To my mind there appeared to be two distinct classes of use case:
Preserve the database and the environment allowing authentic access to the information and any accompanying applications.
In this case the requirement is to preserve an entire system, i.e.
- Table structures, including datatypes, and relationships.
- Business logic contained in the database e.g. stored procedures, triggers, constraints, etc.
- Ideally the user accounts and permissions should be retained, to ensure authentic access.
This case appears to cry out for an emulation solution, but there are potential problems:
- Preserving a system / set of systems, complete with user permissions and accompanying applications is not trivial even for comparatively simple systems.
- The original environment may not be that sophisticated meaning extracting new value form old data may be difficult
- Preserving old systems potentially carries the overhead of retaining the required technical skills to use it, e.g. DB Admin skills, these can be expensive.
The second case is really a subset of the first:
Extract / migrate the raw data and table structure from the original database.
- The table metadata and data can be serialised into an accessible XML format, e.g. SIARD.
- Where possible stored procedures, constraints, etc. are also serialised as XML.
- The serialised data can be loaded into a different RDBMS, or and alternative DB, to enable reuse.
While this approach is pragmatic the main drawback lies in what isn’t extracted.

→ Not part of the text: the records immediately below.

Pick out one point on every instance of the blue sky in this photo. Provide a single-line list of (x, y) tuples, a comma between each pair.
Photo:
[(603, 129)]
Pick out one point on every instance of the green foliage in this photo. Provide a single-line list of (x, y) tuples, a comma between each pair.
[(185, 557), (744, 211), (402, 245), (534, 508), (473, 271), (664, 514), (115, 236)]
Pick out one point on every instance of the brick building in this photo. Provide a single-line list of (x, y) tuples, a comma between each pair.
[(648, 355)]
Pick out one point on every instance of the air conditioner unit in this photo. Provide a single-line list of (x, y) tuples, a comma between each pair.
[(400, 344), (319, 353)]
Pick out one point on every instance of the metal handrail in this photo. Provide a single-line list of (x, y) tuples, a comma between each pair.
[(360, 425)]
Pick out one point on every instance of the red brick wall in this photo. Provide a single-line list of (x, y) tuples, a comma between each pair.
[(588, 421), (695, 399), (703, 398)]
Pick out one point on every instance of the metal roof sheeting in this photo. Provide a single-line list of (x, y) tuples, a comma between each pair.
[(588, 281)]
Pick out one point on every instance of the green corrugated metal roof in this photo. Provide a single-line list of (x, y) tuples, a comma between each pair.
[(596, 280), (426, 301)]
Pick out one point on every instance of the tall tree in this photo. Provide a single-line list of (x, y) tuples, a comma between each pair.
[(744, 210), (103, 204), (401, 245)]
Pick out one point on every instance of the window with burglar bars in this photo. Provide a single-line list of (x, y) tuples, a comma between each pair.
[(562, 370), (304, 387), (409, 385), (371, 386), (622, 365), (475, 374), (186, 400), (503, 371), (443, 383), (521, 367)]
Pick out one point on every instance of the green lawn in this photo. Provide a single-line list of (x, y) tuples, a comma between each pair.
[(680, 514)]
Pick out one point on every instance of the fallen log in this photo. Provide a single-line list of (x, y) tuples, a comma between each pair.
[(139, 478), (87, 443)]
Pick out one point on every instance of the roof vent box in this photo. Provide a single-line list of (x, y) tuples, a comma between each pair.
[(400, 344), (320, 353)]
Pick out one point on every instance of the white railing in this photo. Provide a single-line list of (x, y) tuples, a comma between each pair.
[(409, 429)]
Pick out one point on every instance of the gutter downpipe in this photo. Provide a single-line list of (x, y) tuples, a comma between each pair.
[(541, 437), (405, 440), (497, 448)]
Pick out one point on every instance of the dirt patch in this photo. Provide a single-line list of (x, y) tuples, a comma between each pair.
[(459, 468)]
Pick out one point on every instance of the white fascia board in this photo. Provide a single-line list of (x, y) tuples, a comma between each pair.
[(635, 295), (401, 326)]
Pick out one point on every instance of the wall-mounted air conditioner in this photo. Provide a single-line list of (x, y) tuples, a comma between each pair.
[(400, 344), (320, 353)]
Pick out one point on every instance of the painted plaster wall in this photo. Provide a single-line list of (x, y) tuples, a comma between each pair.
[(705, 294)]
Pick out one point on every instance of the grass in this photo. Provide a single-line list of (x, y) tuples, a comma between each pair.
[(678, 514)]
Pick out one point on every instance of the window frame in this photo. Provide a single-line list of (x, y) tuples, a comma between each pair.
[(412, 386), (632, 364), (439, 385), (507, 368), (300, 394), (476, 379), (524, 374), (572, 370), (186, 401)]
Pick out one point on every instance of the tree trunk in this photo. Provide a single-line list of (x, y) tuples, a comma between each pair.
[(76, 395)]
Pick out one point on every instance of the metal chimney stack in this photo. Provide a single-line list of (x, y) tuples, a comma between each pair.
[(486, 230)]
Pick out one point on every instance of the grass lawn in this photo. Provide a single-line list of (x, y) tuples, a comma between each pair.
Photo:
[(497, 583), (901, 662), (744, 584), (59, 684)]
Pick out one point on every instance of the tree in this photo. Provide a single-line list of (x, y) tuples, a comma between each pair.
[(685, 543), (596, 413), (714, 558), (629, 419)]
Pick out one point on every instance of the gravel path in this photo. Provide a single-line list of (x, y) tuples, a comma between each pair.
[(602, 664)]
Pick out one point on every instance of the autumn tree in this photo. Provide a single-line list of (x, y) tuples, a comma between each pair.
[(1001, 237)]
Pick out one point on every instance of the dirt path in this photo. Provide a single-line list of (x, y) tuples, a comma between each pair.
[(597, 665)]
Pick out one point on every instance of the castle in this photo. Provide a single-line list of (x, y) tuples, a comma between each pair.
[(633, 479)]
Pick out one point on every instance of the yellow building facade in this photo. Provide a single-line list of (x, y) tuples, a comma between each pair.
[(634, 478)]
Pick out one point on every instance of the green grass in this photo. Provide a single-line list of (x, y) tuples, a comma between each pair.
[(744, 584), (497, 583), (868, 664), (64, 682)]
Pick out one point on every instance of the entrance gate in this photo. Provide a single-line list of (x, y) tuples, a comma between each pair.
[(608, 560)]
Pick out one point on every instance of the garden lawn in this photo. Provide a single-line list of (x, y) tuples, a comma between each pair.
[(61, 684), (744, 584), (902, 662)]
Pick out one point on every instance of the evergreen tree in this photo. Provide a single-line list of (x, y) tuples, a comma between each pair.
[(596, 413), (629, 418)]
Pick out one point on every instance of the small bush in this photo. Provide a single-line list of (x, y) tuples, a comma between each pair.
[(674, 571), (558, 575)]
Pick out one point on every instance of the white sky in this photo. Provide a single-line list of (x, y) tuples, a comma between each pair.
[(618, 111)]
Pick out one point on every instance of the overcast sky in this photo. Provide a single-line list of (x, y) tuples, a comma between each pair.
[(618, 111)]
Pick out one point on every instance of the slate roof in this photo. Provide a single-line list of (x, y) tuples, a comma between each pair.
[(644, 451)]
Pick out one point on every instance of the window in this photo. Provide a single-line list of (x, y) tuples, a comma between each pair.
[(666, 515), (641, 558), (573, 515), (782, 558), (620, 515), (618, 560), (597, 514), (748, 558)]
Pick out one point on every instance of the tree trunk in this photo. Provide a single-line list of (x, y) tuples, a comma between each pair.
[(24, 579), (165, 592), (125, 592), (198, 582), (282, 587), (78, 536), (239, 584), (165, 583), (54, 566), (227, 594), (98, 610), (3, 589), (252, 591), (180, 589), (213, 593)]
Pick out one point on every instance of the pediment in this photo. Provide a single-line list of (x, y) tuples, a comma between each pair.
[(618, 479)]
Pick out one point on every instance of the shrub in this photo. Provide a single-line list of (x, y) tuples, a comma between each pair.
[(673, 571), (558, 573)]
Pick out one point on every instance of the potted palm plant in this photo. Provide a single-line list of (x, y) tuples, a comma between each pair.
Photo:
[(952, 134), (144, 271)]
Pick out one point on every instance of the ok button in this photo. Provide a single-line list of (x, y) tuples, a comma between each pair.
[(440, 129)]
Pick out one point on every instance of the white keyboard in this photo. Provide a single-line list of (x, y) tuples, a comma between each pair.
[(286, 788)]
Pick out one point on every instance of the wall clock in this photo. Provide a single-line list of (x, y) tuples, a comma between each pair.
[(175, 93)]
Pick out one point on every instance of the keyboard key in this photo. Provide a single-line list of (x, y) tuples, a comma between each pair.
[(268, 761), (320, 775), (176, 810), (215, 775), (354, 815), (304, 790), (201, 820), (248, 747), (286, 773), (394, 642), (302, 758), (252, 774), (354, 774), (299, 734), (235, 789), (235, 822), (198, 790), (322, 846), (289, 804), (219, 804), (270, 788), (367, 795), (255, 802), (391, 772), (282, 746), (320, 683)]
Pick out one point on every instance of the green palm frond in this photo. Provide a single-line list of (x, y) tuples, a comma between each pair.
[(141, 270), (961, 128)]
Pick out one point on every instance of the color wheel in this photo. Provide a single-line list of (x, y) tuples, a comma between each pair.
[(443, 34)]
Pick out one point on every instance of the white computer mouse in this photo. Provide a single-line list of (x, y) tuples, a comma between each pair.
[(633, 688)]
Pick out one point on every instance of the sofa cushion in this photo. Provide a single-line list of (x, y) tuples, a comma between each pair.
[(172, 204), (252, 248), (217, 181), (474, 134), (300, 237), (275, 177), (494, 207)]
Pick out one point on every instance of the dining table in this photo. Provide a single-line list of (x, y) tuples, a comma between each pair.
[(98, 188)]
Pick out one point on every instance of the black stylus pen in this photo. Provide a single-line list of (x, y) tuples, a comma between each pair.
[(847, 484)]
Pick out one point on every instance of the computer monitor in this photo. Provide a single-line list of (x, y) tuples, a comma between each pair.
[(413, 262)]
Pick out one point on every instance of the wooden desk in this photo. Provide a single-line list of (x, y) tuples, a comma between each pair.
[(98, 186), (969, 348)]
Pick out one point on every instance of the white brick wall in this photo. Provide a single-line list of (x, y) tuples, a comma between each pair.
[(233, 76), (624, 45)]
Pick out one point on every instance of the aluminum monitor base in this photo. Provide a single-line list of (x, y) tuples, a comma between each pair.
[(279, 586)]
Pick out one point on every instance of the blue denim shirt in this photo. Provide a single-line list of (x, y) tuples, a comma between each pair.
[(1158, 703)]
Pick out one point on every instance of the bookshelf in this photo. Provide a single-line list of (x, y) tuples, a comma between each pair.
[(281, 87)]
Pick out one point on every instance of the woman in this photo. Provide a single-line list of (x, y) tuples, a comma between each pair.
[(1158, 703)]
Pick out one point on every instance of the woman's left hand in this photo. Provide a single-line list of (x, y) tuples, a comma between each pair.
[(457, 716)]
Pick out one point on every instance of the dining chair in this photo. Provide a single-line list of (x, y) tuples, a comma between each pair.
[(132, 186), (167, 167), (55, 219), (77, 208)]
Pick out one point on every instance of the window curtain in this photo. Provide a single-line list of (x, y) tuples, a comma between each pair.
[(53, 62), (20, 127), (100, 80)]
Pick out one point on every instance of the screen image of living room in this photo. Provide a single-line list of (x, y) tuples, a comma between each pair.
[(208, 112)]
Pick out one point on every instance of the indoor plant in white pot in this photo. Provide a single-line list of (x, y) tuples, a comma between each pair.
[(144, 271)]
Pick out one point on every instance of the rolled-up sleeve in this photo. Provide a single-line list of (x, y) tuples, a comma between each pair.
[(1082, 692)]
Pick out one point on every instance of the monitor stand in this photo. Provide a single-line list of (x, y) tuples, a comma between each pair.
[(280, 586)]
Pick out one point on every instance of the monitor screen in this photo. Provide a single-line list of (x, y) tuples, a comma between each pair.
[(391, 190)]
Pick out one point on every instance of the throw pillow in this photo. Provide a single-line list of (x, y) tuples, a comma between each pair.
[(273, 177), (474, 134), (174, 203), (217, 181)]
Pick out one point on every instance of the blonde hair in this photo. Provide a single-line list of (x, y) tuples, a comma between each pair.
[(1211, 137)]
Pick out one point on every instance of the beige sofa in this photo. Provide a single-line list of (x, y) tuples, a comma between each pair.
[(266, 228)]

There will be information that can’t be migrated to a a new database, I can’t think of a single Stored Procedure dialect that doesn’t break ANSI SQL in multiple ways.
Any attempt to preserve a complex system using emulation will require a lot of bespoke work per system preserved. It’s difficult to see how much of the work involved can be generalised
The serialisation approach is more widely used. There were several demonstrations of serialisation tools given at the event. The problem is that none of the systems demonstrated used a common serialisation format. The SIARD format was used by at least two of the tools demonstrated, but in some cases the implementers had adapted the format to suit their own needs. This negates the advantage of using a common format, i.e. interoperability.
If I could pick a common format, I’d choose SIARD, it’s been in use for a few years and the format is to be submitted as a candidate ISO standard. I’ll have more to say about SIARD in a follow up post next week.